This enchilada casserole is served as more of a main dish dip in my house. We forgo the spoons for this one and scoop each bite with corn chips. It ads a nice crunch to the otherwise soft meal. Enjoy this easy, healthy comfort food dish!
- 1 cup quinoa, (uncooked)
- 1 (10-ounce) can Old El Paso™ mild enchilada sauce
- 1 (4.5-ounce) can Old El Paso™ chopped green chiles, drained
- 1/2 cup corn kernels, frozen
- 1/2 cup canned black beans, drained and rinsed
- 1 avocado, halved, seeded, peeled and diced
- 2 tablespoons chopped cilantro leaves
- 1/2 teaspoon cumin
- 1/2 teaspoon chili powder
- Kosher salt and freshly ground black pepper, to taste
- 3/4 cup shredded cheddar cheese, divided
- 3/4 cup shredded mozzarella cheese, divided
- 8 cherry tomatoes, diced
- Dried parsley
Cook quinoa according to package instructions and set aside.
Preheat oven to 375 degrees F. Lightly oil an 8×8 or 2 quart baking dish or coat with nonstick spray.

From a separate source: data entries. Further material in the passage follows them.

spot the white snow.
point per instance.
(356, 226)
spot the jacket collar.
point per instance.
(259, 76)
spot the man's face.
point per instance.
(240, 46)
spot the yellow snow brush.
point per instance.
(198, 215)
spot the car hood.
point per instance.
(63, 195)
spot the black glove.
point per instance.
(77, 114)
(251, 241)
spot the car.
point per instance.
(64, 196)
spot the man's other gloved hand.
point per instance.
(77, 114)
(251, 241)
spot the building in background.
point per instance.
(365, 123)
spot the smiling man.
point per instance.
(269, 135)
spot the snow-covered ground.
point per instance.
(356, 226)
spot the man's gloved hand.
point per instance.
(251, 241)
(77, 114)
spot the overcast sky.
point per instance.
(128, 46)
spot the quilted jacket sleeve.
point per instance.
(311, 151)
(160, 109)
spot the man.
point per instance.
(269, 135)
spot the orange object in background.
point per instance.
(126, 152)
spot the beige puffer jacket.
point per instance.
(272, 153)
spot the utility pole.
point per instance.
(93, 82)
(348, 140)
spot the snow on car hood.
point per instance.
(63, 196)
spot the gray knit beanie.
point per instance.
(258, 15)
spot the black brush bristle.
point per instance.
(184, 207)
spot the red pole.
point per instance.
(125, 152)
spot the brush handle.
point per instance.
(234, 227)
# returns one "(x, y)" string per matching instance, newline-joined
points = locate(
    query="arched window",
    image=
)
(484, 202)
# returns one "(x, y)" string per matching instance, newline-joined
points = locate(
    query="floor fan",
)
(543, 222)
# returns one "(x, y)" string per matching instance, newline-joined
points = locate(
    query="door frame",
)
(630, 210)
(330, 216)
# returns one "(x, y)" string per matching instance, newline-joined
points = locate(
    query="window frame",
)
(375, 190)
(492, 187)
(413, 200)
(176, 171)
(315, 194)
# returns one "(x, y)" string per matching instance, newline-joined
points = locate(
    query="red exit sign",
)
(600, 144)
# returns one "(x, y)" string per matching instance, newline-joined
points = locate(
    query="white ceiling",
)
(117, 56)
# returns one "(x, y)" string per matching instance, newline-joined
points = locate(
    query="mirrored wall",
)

In a large bowl, combine quinoa, enchilada sauce, green chiles, corn, avocado, black beans, cilantro, cumin and chili powder; season with salt and pepper, to taste.
Stir in 3/4 cup cheddar cheese and 3/4 cup mozzarella cheese.
Spread quinoa mixture into the prepared baking dish. Top with remaining cheeses. Place into oven and bake until bubbly and cheese has melted, about 20 minutes.
Serve immediately, garnished with tomato and parsley, if desired.